Mary Creagh, MP and chair of the Environmental Audit Committee, says YES.

Fashion shouldn’t cost the earth. But our desire for fast fashion means that carbon emissions, water use, and chemical and plastic pollution are destroying our planet.

In the UK, we buy more clothes per person than any other country in Europe. We throw away over a million tonnes every year, with 300,000 tonnes going to landfill or incineration.

Just one per cent of clothing is recycled into new clothes. Fashion has been marking its own homework and has no idea how to get to a net-zero carbon world.

That has to change. Fashion retailers must take responsibility for the clothes they sell. A charge of just 1p on every garment could raise £35m a year to invest in recycling clothes. France took this step in 2007, which has trebled clothes collection points and created 1,400 full-time green jobs.

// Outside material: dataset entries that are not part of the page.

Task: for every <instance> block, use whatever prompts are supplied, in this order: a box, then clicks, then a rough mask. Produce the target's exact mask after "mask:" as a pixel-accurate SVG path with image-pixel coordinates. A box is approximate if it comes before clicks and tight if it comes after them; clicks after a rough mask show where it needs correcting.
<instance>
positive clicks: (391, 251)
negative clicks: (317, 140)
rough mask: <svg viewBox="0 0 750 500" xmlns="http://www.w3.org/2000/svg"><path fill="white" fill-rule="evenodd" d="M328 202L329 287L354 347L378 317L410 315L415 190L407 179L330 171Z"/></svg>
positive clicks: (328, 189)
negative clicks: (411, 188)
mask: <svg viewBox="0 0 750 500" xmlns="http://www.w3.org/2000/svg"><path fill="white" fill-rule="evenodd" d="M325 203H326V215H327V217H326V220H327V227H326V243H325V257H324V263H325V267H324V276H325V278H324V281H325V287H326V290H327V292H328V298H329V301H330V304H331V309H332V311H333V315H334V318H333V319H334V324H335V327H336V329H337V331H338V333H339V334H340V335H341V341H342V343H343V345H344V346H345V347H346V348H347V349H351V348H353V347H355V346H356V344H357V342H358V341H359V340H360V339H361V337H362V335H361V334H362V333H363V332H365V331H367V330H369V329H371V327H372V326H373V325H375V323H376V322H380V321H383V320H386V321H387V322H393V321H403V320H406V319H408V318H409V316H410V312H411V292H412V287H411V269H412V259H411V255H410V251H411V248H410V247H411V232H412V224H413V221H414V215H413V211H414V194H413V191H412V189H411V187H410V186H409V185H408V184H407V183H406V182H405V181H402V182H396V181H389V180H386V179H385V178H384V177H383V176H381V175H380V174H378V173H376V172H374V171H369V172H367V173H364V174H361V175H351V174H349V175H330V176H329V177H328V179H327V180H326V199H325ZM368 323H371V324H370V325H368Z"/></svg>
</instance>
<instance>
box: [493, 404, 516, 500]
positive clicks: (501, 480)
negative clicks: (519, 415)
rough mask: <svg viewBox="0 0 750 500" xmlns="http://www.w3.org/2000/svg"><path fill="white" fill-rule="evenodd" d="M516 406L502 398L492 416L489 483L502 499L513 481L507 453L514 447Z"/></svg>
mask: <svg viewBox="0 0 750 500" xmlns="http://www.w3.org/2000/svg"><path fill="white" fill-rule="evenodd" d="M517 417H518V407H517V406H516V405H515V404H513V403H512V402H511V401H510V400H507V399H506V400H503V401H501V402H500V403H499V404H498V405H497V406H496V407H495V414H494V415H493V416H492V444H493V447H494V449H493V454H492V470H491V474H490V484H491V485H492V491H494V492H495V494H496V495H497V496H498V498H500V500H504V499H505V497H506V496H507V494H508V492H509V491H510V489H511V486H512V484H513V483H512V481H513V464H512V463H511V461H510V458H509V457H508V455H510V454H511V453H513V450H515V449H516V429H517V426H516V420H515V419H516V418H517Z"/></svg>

This charge is just part of the solution. We also need incentives for better design, tougher rules on supply chain transparency, and mandatory environmental targets for big businesses. Our kids are marching to save the planet. It’s time to fix fashion.

Philip Booth, senior academic fellow at the Institute of Economic Affairs, says NO.

It is easy to blame corporations for every problem under the sun. But if there are external costs arising from clothing production, the best thing to do is to tax the consumer, not companies. Perhaps VAT should be put on children’s clothing.

More generally, if we are concerned about waste, we should tax all waste and not just that occurring from fashion. Rightly or wrongly, we already do that through the landfill tax – there is no need to do more.

It might be true that there are problems higher up the supply chain with clothing manufacturers emitting pollutants. In that case, why don’t the campaigners call for better property rights over rivers and environmental resources in poor countries? This is the best pollution solution.

This campaign smacks of elitism from those who can afford expensive clothes. Past generations could only afford ill-fitting, uncomfortable and unstylish clothing. In the last 30 years, fashion has been a great pro-poor industry.